ABC News’ Jonathan Karl confronted Rep. Paul Ryan, R-Wis., Sunday over his insistence that President Barack Obama is solely responsible for the looming budget sequester, reminding him that he once supported the idea of across-the-board budget cuts.

During an appearance on “This Week,” Ryan, the House Budget Committee chairman and 2012 vice presidential candidate, argued that Obama “proposed the sequester” without providing any details about how to make it work, making him the culprit for the $85 billion in budget cuts set to take effect on March 1.

“We are here because the president back in the last session of Congress refused to cut spending in any place, and therefore we would up with the sequester,” Ryan said.

But, as pointed out by Karl, Ryan urged his fellow Republicans to vote for the sequester during the debt ceiling crisis in the summer of 2011.

“You said, ‘What conservatives like me have been fighting for for years are statutory caps on spending, literally legal caps in law that say government agencies cannot spend over a set amount of money, and if they breach that amount across the board sequester comes in to cut that spending.
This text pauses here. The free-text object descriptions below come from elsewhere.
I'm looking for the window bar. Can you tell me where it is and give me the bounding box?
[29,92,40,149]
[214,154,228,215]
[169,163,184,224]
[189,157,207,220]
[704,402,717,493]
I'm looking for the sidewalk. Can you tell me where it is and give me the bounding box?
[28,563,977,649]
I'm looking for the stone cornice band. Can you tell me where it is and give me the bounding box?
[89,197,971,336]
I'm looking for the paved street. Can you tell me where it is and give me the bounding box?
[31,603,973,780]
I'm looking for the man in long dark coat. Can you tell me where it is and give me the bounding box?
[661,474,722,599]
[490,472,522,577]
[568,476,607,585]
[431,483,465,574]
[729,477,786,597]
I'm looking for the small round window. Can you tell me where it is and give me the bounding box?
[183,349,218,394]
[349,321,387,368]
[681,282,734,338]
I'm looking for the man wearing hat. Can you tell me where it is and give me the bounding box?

You can’t turn it out without a supermajority. So we got into that law,” Karl said, quoting Ryan after the law was passed.

During the 2011 debt ceiling fight, Republicans demanded spending cuts to offset a debt ceiling increase, and refused to consider new revenue as a means of reducing that debt.

That standoff led to the Budget Control Act of 2011, which included spending caps and enormous cuts as a way to motivate a bipartisan “Super Committee” to find $1.2 trillion in spending cuts. It was only after that committee failed to come to a resolution that Ryan – who, at this point, was Mitt Romney’s vice presidential nominee – railed against the huge military cuts included in the sequester.